Aurigo Software Technologies, Inc.
- Company type: Private
- Industry: Enterprise software
- Founded: January 2003
- Founder: Balaji Sreenivasan
- Headquarters: Austin, Texas, United States
- Key people: Balaji Sreenivasan (CEO)
- Services: Construction software; Capital program management software;
- Number of employees: 600 (2025)
- Website: www.aurigo.com

= Aurigo Software =

American software company

Aurigo Software Technologies, Inc. is an American software company that provides capital program management software. It was founded in 2003 and is headquartered in Austin, Texas.

==History==
Aurigo Software was founded in January 2003 by Balaji Sreenivasan, an alumnus of the National Institute of Technology, Tiruchirappalli, and the University of Florida, Gainesville. Its software was reported to be primarily used for capital program and project management by government agencies managing public infrastructure in the United States and Canada.
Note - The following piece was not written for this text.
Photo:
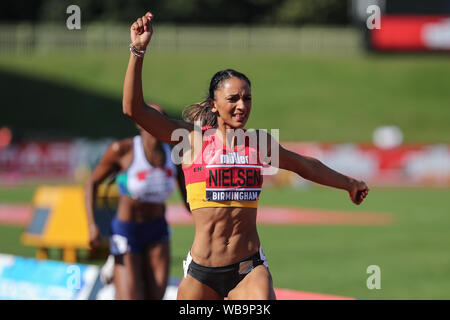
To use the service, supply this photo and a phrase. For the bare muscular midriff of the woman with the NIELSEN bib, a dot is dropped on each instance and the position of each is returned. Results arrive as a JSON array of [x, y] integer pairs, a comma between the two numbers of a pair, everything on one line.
[[224, 235]]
In April 2020, Autodesk acquired a minority stake in Aurigo, and the two companies announced a product integration partnership. In December 2020, Aurigo Masterworks became FedRAMP compliant for use by US federal government agencies.

In January 2025, the company opened a development center in Bengaluru, India.

== Operations ==
Aurigo develops cloud software products, including Aurigo Masterworks, Aurigo Essentials, Aurigo Primus, and Aurigo Lumina, which support construction management, capital planning, and program management.